Have you ever wondered exactly how scientists track climate change and the warming of the world at a global level? Estimating the overall surface temperature of the Earth isn’t easy when you have to account for seasonal variations across six continents and four oceans. It requires compiling data from satellites positioned high up in the atmosphere and from hundreds of meteorological stations scattered across the globe. However being able to compare average global temperatures from year to year is incredibly important, and allows scientists to track the progress of climate change.
Fortunately leading scientific institutions make it their business to record as accurate a picture of global temperatures as possible, using sophisticated techniques that have grown more and more accurate over the years. This month what are probably the three most respected climate research centers in the world released their finings on how global temperatures from 2010 compared to other years. All three bodies—the US-based National Aeronautics and Space Administration (NASA) and National Oceanic and Atmospheric Administration (NOAA), and the UK-based Met Office—concluded 2010 was one of the top two warmest years since record-keeping began in 1880.
According to NASA, 2010 tied with 2005 for the title of warmest year ever. Before coming to this conclusion NASA scientists gathered information from over a thousand temperature data sites and looked at satellite records of ocean surface temperatures. This is the kind of comprehensive process needed to sort out merely local weather events from true global trends. The findings confirm climate change is still going on. Since the end of the 1970s, global temperatures have increased steadily at a rate of 0.36 degrees Fahrenheit per decade.
NOAA findings largely agree with those of NASA, and rank 2010 and 2005 as the two warmest years on record. The Met Office, using similar comprehensive data-gathering methods, has come to slightly different conclusions and ranks 2010 as the second warmest year behind 1998 (NASA awards 1998 a close second place behind 2010 and 2005). Considering the complexities involved in estimating the Earth’s temperature, some small discrepancies between the three leading research bodies are to be expected.
However NASA, NOAA, and the Met Office all agree on the most important thing: 2010 was one of the warmest years in recorded history, and recent decades have seen a steady warming trend caused by human activity. Climate change will continue unless quick action is taken to reduce carbon emissions. Meanwhile the amount of warming we’ve seen already has almost certainly contributed to an increase in weather-related disasters around the world. 2010 saw record floods, fires, and heat waves in many countries, and 2011 is already shaping up to be much the same.
Next time you’re with a global warming denier who looks out the window, sees snow outside, and declares the evidence for climate change a myth, you’ll be in a position to explain that the science of climate change is a little more complicated than that. As independently verified by three leading research bodies that have combed the Earth’s surface for data, the world is getting warmer even if variations in weather sometimes mask the trend at a local level. Modern science has allowed us to see more clearly than ever what climatologists have suspected for decades: human activity’s impact on the climate is real, measurable, and growing all the time.

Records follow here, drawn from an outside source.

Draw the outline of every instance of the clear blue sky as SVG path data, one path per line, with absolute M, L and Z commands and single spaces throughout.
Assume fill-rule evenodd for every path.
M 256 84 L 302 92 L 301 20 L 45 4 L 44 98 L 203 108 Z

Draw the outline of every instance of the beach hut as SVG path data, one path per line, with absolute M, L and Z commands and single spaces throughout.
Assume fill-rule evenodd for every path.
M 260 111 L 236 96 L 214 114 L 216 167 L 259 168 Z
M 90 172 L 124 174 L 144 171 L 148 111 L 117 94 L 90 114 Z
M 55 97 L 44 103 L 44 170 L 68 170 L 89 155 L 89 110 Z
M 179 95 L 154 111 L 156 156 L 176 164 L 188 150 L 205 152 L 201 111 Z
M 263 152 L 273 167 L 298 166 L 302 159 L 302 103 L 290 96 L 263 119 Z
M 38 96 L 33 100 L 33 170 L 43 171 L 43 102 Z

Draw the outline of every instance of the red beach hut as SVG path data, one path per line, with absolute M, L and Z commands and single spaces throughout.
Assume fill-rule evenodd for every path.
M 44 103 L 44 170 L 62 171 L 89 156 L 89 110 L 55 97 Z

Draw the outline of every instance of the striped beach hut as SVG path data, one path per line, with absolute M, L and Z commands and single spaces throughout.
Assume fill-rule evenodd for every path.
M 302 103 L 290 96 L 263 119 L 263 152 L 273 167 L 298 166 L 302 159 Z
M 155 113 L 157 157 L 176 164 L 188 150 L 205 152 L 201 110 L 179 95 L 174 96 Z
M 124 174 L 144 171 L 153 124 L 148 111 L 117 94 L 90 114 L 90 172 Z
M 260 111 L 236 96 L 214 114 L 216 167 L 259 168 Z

Article by Nick Engelfried, appearing courtesy Justmeans.
1 comment
Sorry, but I found this disappointing.
I expected to learn something about how climate change is measured, but all I got was “It requires compiling data from satellites positioned high up in the atmosphere and from hundreds of meteorological stations scattered across the globe. ” That’s not new.
“…being able to compare average global temperatures from year to year is incredibly important, and allows scientists to track the progress of climate change. Uh-huh, and your point is…?
“Next time you’re with a global warming denier who looks out the window, sees snow outside, and declares the evidence for climate change a myth, you’ll be in a position to explain that the science of climate change is a little more complicated than that.” On the basis of this article, no I won’t.
You could have explained the different data types and how they are obtained, how they are analysed, data correction procedures, confidence in each type of data, problems with data-sparse areas, etc.